Montreal

What is a Québécois? Quebecers ask

A day after the Québécois were formally recognized in the House of Commons as a nation within Canada, Quebecers asked themselves the next logical question: just what does that mean?

A day after the Québécois were formally recognized in the House of Commons as a nation within Canada,Quebecers asked themselves the next logical question: just what does that mean?

The Conservative party's motion raises several questions about the possible political ramifications of a Québécois nation, of course, but on Tuesday many in Quebec searched for an answer to a more simple question: who are the Québécois?

After the motion was adopted by Parliament, Prime Minister Stephen Harper dodged the volatile question by returning the ball to la belle province's court. "The Québécois know who the Québécois are," he told the House of Commons in French.

But whether they actually do know depends on who you ask— and where they live. On Ste-Catherine Street in downtown Montreal, there was some confusion.

"Out here we're Quebecers. But if you go a bit further east [in the city], we're Québécois. But what it means to me? I don't know exactly," said Phil Letour, a Montreal resident.

Others took the motion on the Québécois as an affront to the province's English-speaking population.

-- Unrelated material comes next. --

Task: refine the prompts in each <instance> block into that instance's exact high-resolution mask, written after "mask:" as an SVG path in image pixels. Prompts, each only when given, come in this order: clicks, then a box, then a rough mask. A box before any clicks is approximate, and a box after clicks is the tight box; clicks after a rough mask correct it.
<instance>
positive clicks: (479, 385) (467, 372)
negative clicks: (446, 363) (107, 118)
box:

English-speaking Quebecers confused

"The Québécois signifies the French Quebecer, which kind of leaves us English Quebecers as … I don't know what we are. And what about all the Franco-Canadians in the rest of Canada? What are they? Are they only Canadian?" mused Heather Laing, another Montreal resident.

Traditionally, the Québécois referred to people who could claim deep heritage and history in the province— the pure laine or de souche, those "true" Quebecers, whose ancestors thread back to the first French-speaking colonists who toiledthe fields, when the province was still known as New France.

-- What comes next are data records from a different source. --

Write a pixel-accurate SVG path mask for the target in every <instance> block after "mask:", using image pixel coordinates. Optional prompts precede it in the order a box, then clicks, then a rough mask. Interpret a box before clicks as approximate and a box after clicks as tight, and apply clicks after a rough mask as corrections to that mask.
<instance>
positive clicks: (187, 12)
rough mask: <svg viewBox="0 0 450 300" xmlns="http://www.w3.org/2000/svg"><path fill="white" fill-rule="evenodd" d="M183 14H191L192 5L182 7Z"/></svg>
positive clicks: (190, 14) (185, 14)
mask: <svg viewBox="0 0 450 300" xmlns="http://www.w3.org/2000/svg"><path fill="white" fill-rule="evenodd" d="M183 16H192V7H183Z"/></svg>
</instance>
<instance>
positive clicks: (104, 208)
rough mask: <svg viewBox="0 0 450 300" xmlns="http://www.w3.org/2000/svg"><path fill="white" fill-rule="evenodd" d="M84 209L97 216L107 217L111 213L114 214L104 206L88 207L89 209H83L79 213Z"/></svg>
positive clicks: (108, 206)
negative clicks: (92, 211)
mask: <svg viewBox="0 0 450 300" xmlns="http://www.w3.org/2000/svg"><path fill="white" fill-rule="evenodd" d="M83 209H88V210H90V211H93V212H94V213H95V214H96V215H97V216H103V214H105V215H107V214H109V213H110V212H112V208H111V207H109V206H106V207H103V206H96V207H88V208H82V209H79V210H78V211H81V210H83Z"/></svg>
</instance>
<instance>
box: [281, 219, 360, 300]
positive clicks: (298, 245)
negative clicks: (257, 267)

Most Québécois would agree that exclusive definition is evolving and expanding, and after Monday's motion, Quebec politicians took the opportunity to drive home that fact.

"When you look at the history here, in Quebec, and in Canada, you will see that it's not only the fact that we are differentiated by our language or our culture … it's more than that," said Lucienne Robillard, the Liberal MP representing Montreal's Westmount riding.

"It's the institutions we've built with the anglophone community. It's also the fact that we've received immigrants from all over the world. We've developed common interests here in Quebec."

Liberal leadership contender Michael Ignatieff, who was in Montreal Tuesday for the impending leadership convention, said the concept needs more discussion— not just in Quebec, but across the country.

"This is a conversation that involves all Canadians. This is a conversation for all of us. To take slowly, patiently, in a way that reinforces what we hold in common. That strengthens the ties that bind."